West County may lose hospital emergency room

April 05, 1995|By Shirley Leung | Shirley Leung,Sun Staff Writer

West County residents will lose their closest emergency room if Kimbrough Army Community Hospital is downgraded to a clinic, hospital officials told residents yesterday.

The Fort Meade hospital, which would be reclassified under a Department of Defense military reduction plan, recorded 22,622 visits to its emergency room last year.

Lt. Col. Steven Markelz, the Kimbrough administrator, explained to residents yesterday that national hospital accreditation regulations prohibit an emergency room at a medical facility that does not also provide in-patient care.

The news did not go over well with about 150 people who packed the Kimbrough dining room to talk with an aide to the Base Closure and Realignment Commission (BRAC). Nor was it well-received at the nearest Anne Arundel hospital, which would be forced to handle Kimbrough's emergency room cases.

"We would be hard-pressed to absorb all that volume," said Dr. Richard Fields, director of emergency services at North Arundel Hospital, which is 15 minutes away.

The Glen Burnie center emergency room already expects to handle about 54,000 visits this year, he said.

The Department of Defense recommended last month that the 36-bed hospital be downgraded to a clinic, which would allow the Army to trim 130 military and civilian jobs and save $50 million over 20 years.

That recommendation is being reviewed by BRAC, an independent panel that will drafting a final list by July 1.

David Lewis, the BRAC aide, met yesterday morning with hospital officials and toured the facility before meeting with local families.

Colonel Markelz told residents that except for the emergency room, all other programs could be continued, such as the pharmacy, outpatient clinic and same-day surgery services. Patients requiring hospitalization could go to Walter Reed Army Medical Center in Bethesda, which is 45 minutes away.

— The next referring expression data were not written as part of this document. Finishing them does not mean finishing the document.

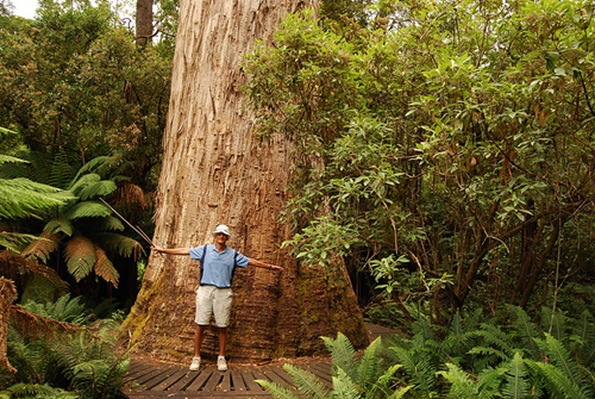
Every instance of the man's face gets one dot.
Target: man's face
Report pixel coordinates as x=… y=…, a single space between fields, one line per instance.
x=221 y=238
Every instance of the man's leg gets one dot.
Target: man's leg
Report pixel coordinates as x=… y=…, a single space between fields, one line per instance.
x=222 y=340
x=198 y=338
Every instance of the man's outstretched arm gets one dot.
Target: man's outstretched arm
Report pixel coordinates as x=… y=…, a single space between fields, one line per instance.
x=171 y=251
x=263 y=265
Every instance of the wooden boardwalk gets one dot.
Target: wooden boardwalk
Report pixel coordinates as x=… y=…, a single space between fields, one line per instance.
x=148 y=380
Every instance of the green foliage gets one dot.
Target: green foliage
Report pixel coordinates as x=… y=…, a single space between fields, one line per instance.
x=85 y=361
x=67 y=309
x=352 y=377
x=452 y=136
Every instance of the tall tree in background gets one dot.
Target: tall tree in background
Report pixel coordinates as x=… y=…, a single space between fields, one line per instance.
x=216 y=171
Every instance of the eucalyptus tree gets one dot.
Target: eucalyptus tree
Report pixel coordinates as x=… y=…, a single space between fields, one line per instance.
x=216 y=171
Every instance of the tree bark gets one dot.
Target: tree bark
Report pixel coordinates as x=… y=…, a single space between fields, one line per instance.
x=216 y=171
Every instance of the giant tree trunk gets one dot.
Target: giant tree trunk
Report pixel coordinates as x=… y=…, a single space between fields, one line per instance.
x=216 y=171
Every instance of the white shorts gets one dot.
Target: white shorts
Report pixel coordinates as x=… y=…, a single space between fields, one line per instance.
x=213 y=301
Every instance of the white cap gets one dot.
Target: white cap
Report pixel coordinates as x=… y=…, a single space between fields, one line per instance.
x=222 y=229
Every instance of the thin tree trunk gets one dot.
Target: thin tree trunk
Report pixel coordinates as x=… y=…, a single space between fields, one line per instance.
x=216 y=171
x=144 y=21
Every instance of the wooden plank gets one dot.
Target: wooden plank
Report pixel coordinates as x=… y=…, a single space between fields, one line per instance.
x=200 y=381
x=153 y=374
x=249 y=379
x=183 y=382
x=214 y=381
x=176 y=375
x=286 y=378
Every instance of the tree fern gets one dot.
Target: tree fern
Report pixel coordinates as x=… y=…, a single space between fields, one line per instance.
x=344 y=387
x=88 y=209
x=307 y=383
x=516 y=384
x=559 y=356
x=80 y=257
x=342 y=352
x=557 y=381
x=461 y=385
x=526 y=329
x=61 y=171
x=23 y=198
x=91 y=186
x=104 y=268
x=41 y=249
x=65 y=308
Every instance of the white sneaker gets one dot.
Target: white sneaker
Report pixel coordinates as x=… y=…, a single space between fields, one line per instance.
x=221 y=363
x=195 y=365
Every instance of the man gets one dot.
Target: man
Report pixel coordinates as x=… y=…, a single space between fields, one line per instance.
x=214 y=295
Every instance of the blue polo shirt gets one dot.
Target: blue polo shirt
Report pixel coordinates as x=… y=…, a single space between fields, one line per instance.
x=218 y=266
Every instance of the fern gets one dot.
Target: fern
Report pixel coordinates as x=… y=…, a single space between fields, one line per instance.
x=61 y=172
x=344 y=387
x=307 y=383
x=80 y=257
x=117 y=243
x=88 y=209
x=526 y=330
x=36 y=391
x=557 y=381
x=22 y=198
x=71 y=310
x=342 y=352
x=105 y=269
x=41 y=249
x=91 y=186
x=517 y=385
x=461 y=385
x=560 y=357
x=57 y=226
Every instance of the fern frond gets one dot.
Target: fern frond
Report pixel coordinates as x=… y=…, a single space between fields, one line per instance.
x=368 y=369
x=80 y=257
x=461 y=385
x=42 y=249
x=496 y=338
x=105 y=269
x=401 y=392
x=555 y=323
x=98 y=189
x=23 y=198
x=344 y=387
x=526 y=329
x=110 y=223
x=87 y=209
x=8 y=159
x=342 y=352
x=57 y=226
x=277 y=391
x=381 y=388
x=418 y=367
x=489 y=380
x=557 y=380
x=90 y=167
x=62 y=171
x=15 y=242
x=122 y=245
x=517 y=385
x=560 y=357
x=307 y=383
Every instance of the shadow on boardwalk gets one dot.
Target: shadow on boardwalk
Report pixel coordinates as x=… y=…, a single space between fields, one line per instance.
x=148 y=379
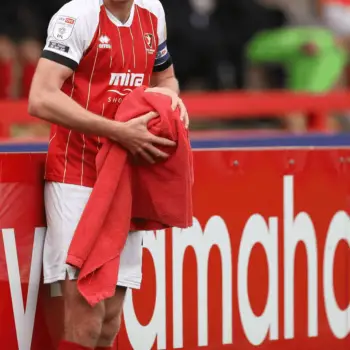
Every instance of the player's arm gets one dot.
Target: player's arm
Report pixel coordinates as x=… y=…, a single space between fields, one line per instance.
x=48 y=102
x=68 y=38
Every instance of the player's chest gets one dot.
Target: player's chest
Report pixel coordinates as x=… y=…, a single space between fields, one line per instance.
x=123 y=50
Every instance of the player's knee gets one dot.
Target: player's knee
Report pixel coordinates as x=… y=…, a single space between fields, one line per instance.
x=88 y=330
x=110 y=329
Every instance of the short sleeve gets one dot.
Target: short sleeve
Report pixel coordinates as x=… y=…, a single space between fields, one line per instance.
x=69 y=35
x=163 y=58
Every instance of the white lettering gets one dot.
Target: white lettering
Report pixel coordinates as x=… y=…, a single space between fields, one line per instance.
x=143 y=337
x=300 y=229
x=215 y=233
x=339 y=229
x=256 y=231
x=24 y=319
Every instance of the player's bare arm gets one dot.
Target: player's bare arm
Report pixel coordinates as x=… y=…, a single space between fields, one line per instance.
x=48 y=102
x=165 y=82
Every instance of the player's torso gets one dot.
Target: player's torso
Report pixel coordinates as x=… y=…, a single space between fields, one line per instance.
x=118 y=60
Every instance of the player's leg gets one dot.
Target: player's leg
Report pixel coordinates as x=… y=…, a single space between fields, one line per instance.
x=82 y=323
x=130 y=275
x=112 y=319
x=64 y=205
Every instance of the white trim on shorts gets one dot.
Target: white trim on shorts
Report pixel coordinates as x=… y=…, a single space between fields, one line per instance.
x=64 y=204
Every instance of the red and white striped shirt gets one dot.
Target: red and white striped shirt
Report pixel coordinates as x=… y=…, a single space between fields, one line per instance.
x=109 y=59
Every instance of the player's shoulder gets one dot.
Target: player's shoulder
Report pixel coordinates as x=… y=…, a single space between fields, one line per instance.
x=153 y=6
x=80 y=8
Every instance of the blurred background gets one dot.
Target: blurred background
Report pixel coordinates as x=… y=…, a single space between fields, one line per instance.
x=243 y=47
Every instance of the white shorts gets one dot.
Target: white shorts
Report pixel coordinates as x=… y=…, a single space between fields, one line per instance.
x=64 y=204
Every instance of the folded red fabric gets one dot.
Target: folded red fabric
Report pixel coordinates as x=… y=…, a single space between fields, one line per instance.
x=127 y=196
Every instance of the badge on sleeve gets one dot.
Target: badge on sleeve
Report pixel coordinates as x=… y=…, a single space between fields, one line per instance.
x=63 y=28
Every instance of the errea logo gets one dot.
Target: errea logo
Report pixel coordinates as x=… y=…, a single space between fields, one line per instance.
x=104 y=42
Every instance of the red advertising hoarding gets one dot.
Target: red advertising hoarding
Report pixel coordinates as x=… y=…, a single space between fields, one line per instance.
x=266 y=264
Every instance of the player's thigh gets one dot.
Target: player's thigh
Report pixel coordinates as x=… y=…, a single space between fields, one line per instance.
x=64 y=205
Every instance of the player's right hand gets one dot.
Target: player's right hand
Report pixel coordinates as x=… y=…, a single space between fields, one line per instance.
x=136 y=138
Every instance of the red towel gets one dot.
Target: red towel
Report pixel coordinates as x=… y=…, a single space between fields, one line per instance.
x=128 y=197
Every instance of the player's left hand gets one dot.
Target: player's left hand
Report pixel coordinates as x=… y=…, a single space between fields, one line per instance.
x=176 y=102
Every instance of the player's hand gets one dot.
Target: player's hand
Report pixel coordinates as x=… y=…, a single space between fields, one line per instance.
x=176 y=102
x=136 y=138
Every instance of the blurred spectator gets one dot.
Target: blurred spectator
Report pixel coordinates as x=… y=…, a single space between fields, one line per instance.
x=309 y=52
x=195 y=42
x=207 y=39
x=22 y=30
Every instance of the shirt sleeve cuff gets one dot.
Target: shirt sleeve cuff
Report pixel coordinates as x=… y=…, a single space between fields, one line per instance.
x=63 y=60
x=163 y=66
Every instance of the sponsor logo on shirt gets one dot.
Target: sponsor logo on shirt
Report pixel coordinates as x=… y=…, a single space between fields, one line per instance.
x=126 y=79
x=63 y=28
x=104 y=42
x=162 y=53
x=149 y=40
x=58 y=46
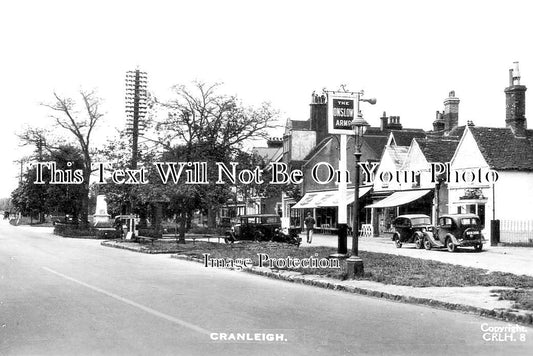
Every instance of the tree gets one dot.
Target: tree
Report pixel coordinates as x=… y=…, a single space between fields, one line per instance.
x=30 y=198
x=81 y=127
x=212 y=128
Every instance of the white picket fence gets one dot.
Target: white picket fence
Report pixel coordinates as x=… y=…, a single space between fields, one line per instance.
x=516 y=231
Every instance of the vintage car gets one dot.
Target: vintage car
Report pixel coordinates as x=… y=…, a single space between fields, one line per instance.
x=456 y=230
x=411 y=228
x=260 y=227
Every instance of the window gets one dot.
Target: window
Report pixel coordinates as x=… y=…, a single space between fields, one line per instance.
x=470 y=221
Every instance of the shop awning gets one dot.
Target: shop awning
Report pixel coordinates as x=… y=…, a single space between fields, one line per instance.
x=329 y=198
x=399 y=198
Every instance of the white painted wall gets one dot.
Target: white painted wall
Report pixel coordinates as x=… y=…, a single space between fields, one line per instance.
x=302 y=142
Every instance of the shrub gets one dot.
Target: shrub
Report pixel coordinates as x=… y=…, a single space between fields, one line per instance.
x=150 y=233
x=90 y=232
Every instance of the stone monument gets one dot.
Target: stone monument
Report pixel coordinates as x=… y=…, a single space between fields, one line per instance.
x=101 y=217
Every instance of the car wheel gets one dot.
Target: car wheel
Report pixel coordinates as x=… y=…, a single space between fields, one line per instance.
x=398 y=243
x=418 y=242
x=450 y=245
x=427 y=244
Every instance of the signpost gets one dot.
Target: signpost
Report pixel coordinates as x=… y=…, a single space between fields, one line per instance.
x=341 y=112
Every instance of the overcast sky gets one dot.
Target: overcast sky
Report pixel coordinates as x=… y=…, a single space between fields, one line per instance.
x=407 y=54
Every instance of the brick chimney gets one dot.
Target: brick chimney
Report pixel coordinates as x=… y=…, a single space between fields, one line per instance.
x=390 y=123
x=515 y=103
x=274 y=142
x=451 y=111
x=384 y=121
x=319 y=116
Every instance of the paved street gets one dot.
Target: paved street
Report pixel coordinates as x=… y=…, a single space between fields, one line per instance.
x=70 y=296
x=517 y=260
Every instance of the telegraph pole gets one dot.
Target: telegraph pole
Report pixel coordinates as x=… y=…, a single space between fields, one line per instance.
x=136 y=103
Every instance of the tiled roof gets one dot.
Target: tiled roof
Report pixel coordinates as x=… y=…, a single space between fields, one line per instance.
x=438 y=149
x=300 y=124
x=376 y=143
x=267 y=153
x=503 y=150
x=318 y=147
x=398 y=154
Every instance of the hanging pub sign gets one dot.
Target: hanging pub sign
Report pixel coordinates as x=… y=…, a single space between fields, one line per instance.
x=342 y=109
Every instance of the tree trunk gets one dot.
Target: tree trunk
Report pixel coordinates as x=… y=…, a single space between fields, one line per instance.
x=183 y=220
x=211 y=217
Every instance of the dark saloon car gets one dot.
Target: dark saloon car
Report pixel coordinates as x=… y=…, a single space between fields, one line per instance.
x=457 y=230
x=260 y=227
x=411 y=228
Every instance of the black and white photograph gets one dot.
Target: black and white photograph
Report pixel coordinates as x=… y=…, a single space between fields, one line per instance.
x=266 y=177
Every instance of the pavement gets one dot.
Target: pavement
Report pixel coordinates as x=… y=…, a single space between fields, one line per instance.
x=479 y=300
x=61 y=296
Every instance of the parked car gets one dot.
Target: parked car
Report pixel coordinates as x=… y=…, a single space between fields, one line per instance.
x=411 y=228
x=456 y=230
x=260 y=227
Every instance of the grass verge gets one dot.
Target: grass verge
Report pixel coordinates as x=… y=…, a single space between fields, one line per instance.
x=379 y=267
x=523 y=298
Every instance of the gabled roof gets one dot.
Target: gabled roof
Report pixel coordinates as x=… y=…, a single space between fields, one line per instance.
x=318 y=148
x=398 y=154
x=503 y=150
x=438 y=149
x=376 y=143
x=267 y=153
x=300 y=124
x=405 y=136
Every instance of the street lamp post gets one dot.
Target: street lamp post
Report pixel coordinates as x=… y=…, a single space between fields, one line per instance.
x=354 y=262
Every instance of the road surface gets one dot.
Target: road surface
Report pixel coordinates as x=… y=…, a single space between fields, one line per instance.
x=516 y=260
x=75 y=297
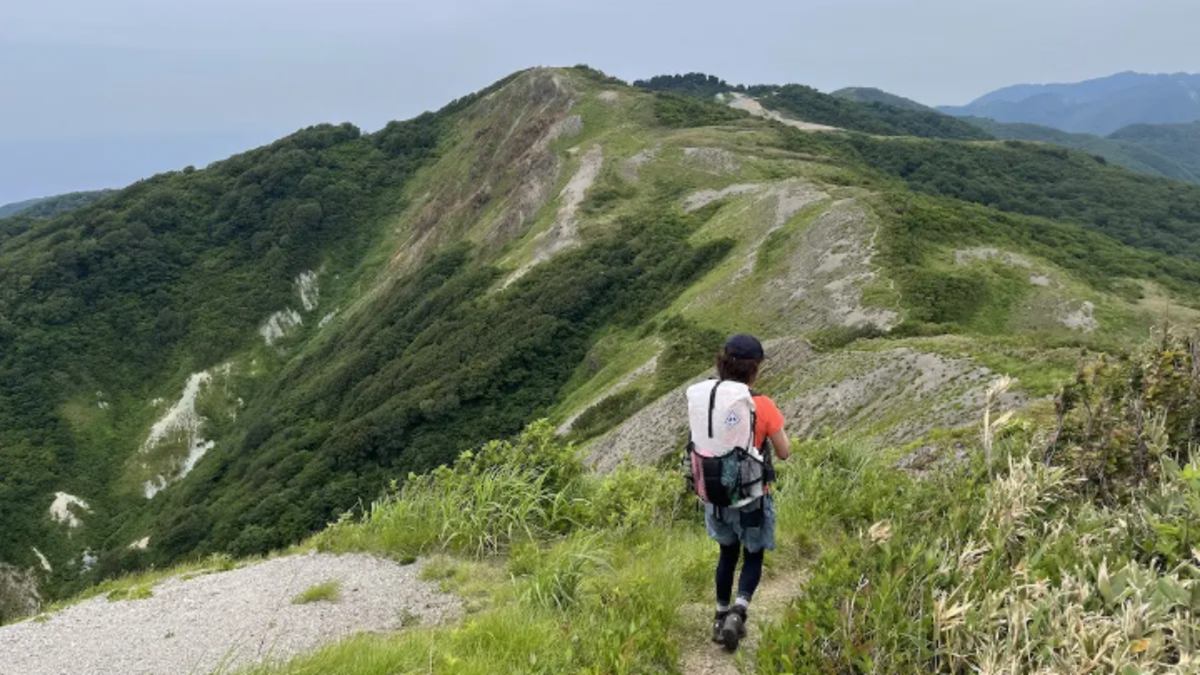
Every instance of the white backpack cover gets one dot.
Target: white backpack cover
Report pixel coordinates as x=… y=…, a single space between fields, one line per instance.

"This hospital has taken good care of me," said Alfred Shehab, 75, a retired Army lieutenant colonel who has been coming to Kimbrough since 1960. "Here, I'm a person. The factory down there called Walter Reed, they call you a number. I'm bloody not a number yet."

The loss of an emergency room would mean higher medical costs for military family members and retirees because military health care coverage pays for about 80 percent of the cost at civilian hospitals, said Kimbrough officials.

Many community members also wanted to know if military officials had considered how the downgrading of the hospital might affect Fort Meade's retired military community. Kimbrough serves about 10,000 people 65 and over, according to hospital records.

"All my married life I have been taken care of by the military," said Irmgard Davis, 72, a former president of the Retired Officers' Wives Association. "For me to go outside is like being on strange territory. I just feel comfortable here. If I had a chose between this and a civilian hospital, I'd take this one anytime."

Charles Rothstein, 76, a retired colonel, complained that the government was overlooking those who served in the military. "When we were active we were held accountable. Now we're retired, we're expendable."

During the 90-minute meeting, Mr. Lewis offered little comfort to the community.

"I apologize I can't give you answers. My role is to field your questions and hear your concerns," he said.

Representatives from the congressional delegation also attended the meeting. But the senators and congressmen do not plan to make a formal statement about Kimbrough until a June meeting with BRAC members, said Michael Morrill, an aide to Sen. Barbara A. Mikulski.

District 4 Councilman Bert Rice also attended the meeting and believed that the community made a persuasive argument.

"I think they made a good strong case to maintain the hospital facility," Mr. Rice said. "If that shouldn't happen, we're going to battle big time for a full-on clinic. But it's not over."